Изменить размер шрифта - +
Молодому человеку иногда следует и позабыть о честолюбии. Поэтому, когда Генриху исполнилось восемнадцать лет, он в течение нескольких быстро пролетевших месяцев твердил: "Довольно я сделал для жизни! Женщины так прекрасны, и искать их благосклонности - дело более увлекательное, чем война, религия или борьба за престол!"
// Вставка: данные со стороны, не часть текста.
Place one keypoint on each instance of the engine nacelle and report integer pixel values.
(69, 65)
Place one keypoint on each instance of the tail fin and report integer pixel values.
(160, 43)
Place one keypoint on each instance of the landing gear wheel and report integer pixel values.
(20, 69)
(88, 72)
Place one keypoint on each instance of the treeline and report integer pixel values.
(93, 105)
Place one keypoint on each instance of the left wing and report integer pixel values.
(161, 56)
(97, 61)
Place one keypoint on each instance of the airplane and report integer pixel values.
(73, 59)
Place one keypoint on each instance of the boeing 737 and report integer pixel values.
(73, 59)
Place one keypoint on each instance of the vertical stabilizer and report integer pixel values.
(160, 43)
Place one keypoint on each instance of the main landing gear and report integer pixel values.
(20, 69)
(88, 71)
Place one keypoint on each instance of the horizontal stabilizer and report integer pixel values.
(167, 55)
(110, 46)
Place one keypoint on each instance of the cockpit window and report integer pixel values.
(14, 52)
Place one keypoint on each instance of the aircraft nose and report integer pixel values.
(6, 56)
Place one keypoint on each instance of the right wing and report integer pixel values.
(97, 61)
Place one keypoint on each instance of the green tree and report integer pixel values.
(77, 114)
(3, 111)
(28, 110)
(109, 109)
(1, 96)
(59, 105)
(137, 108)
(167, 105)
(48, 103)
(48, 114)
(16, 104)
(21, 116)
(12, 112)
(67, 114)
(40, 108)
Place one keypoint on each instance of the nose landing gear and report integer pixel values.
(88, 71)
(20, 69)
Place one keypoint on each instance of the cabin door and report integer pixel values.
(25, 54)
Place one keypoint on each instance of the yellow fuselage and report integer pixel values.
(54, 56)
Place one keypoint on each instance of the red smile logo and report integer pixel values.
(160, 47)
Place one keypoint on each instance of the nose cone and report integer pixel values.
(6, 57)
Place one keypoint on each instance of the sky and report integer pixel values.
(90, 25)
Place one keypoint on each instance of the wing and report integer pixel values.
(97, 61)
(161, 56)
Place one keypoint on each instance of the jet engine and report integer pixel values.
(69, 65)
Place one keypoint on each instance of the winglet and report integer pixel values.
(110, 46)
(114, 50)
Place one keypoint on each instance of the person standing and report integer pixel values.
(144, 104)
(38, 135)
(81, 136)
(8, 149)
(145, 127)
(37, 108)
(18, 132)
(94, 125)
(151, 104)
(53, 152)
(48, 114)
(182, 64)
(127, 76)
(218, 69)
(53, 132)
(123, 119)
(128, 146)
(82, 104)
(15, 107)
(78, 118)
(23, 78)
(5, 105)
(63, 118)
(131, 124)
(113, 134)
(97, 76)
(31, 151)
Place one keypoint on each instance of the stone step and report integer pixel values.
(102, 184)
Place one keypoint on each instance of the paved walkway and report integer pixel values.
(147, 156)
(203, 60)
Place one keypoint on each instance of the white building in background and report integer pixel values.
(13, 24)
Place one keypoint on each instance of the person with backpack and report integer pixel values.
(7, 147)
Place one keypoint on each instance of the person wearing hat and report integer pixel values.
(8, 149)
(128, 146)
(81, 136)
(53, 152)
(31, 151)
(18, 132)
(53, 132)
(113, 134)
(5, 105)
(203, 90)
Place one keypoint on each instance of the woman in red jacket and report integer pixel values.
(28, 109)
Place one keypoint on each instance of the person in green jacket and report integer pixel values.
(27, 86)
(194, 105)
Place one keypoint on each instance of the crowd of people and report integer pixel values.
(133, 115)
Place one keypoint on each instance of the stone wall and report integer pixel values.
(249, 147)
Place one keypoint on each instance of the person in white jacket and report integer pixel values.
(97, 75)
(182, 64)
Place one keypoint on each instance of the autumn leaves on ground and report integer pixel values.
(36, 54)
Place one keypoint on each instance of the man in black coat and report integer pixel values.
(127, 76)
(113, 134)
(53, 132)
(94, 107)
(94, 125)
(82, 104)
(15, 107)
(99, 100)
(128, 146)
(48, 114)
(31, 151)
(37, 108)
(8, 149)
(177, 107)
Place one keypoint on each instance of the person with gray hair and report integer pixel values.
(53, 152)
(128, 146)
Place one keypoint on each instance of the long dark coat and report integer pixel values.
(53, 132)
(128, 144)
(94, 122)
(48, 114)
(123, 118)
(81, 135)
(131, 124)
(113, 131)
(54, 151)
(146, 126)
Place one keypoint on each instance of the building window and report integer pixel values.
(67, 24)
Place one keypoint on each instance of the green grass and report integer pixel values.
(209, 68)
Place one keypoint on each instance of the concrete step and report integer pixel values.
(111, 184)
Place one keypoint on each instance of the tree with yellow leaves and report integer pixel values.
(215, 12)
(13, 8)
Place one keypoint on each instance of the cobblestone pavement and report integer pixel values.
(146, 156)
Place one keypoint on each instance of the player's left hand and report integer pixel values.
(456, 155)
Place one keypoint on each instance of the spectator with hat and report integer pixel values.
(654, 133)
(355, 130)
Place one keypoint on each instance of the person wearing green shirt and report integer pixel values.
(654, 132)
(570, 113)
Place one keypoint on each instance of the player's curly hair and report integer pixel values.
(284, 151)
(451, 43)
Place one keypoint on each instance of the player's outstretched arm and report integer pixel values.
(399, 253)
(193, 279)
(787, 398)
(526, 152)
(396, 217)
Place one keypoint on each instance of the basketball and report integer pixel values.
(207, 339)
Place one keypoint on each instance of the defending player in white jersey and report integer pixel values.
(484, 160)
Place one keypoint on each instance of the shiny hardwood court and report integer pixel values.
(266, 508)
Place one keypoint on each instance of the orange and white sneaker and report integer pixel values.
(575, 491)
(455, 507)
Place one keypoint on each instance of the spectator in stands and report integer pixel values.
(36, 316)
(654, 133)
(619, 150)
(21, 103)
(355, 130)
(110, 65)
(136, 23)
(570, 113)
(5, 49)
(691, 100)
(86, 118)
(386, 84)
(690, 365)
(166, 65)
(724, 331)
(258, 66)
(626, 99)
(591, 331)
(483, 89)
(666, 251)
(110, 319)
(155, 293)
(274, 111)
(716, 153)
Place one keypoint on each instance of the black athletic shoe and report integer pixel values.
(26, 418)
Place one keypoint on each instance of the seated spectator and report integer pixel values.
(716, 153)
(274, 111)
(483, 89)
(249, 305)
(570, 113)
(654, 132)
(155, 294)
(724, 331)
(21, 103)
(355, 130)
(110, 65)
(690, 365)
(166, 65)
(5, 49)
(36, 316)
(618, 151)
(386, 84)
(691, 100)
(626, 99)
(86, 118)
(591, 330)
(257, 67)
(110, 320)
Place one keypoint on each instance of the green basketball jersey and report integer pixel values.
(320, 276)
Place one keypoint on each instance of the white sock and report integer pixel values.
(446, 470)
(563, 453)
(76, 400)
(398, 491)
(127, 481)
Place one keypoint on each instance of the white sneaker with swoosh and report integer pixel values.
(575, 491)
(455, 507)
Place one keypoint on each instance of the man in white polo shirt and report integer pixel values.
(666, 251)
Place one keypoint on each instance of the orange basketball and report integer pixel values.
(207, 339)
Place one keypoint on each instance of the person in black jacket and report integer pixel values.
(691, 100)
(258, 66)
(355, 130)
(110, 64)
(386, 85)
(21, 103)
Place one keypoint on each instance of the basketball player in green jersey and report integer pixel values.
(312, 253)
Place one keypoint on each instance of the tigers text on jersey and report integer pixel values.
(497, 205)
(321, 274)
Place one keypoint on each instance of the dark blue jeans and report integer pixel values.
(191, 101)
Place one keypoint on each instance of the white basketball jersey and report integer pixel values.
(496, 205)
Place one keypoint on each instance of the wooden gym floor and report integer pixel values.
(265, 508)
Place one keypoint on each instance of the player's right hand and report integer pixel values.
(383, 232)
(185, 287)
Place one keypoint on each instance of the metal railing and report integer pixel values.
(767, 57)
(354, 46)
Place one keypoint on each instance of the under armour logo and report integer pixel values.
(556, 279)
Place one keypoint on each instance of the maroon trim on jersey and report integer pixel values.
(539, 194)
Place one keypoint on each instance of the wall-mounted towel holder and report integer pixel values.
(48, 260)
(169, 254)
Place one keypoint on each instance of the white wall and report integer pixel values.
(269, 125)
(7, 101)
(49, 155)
     Он разумел молодых женщин и те мгновения, когда они словно уж и не человеческие существа, а скорее богини - до того прекрасно их торжествующее тело. Каждый раз, когда ом познавал их и убеждался, что они из плоти и крови, они все же продолжали казаться ему созданиями другого мира, ибо воображение и желание тотчас снова их преображало. К тому же это были все новые женщины, так что он не успевал в них разочаровываться. Генрих слишком часто их менял. Поэтому он еще не догадывался, что в их восхитительных телах вместо владевших им возвышенных чувств чаще всего живут лишь расчет да ревность. И если одна начинала ненавидеть его, то он был способен полсуток мчаться верхом без отдыха, чтобы за свою пылкость добиться награды от другой. И та ждала его - ее взор сиял, лицо ее было ликом вечной любви. Он падал к ногам какой-нибудь новой возлюбленной и целовал край ее одежды, наконец достигнув блаженной цели после долгой, бешеной скачки. Слезы туманили ему глаза, и сквозь их пелену женщина казалась ему вдвое прекраснее.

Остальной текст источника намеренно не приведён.